53. The following explanation is taken from a teaching given by a spirit on this subject:
“Jesus was not carried by an evil spirit, as above affirmed; but he wished to make men comprehend that humanity is subject to failure, and that it must always be on guard against the bad inspirations to which its weak nature is subjected. The temptation of Jesus is, then, a figure of speech, and one must be blind to take it literally. Why would you desire that the Messiah, the ‘Word’ of God incarnate, should be submitted for a time, however short, to the suggestions of the Devil; and that, as the evangelist Luke writes, the Devil had quitted him for a time, which would make one imagine that he would yet be submitted to his power? No; comprehend better the teachings which have been given you. The Spirit of Evil had no power over the Spirit of Goodness. No one has been said to have seen Jesus upon the temple or upon the mountain. Certainly, if it had been a fact, it would have been noticed by the people. The temptation was then not a material or physical act. As to the moral side of it, could you admit that the spirit of darkness could tempt him who knew his origin and power with the words: ‘Adore me, and I will give you all the kingdoms of the Earth?’ The devil in that case must have been ignorant of who he was, to whom he made such offers, which is not probable. If he knew him, his proposition was nonsensical; for he must have well known that he would repel one who came to ruin his empire over men.
“Comprehend the sense of this parable; for it is one, as well as the ‘Prodigal Son’ and the ‘Good Samaritan.’ One shows us the dangers men run if they resist not this inmost voice, which constantly cries, ‘you can be more than you are; you can possess more than you now possess; you can grow great, increase, acquire. Listen to the voice of ambition, and all your wishes will be fulfilled.’ It shows to you the danger and the means of evading it, by saying to the evil inspirations, ‘Away from me, Satan!’ or, in other words: ‘go away from me, temptation.’
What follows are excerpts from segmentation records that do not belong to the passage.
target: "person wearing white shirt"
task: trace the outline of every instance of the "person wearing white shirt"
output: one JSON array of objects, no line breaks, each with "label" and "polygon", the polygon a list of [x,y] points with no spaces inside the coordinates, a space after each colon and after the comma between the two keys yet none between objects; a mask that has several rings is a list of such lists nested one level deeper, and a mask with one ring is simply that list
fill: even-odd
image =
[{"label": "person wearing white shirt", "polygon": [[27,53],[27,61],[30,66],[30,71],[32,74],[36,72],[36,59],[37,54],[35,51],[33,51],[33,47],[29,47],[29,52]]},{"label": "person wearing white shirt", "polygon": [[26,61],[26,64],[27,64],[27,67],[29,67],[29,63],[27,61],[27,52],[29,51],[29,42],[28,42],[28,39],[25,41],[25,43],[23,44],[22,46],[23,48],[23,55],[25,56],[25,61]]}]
The other two parables show what hope there is for him who, too feeble to cope with temptation, has succumbed to it. It shows you the father blessing the repentant child, and according to him with love the pardon implored. They show you that the guilty, the schismatic, the man who is repelled by his brother, as being worth more in the eyes of the Supreme Judge than those who despise him because that he practices the virtues taught by the law of love.
“Weigh well the teachings given in the Gospels; learn to distinguish the proper sense from the figurative; and the errors which have blinded you so many centuries will, little by little, be effaced, in order to make place for the brilliant light of truth.” — Bordeaux, 1862, by St. John the Evangelist.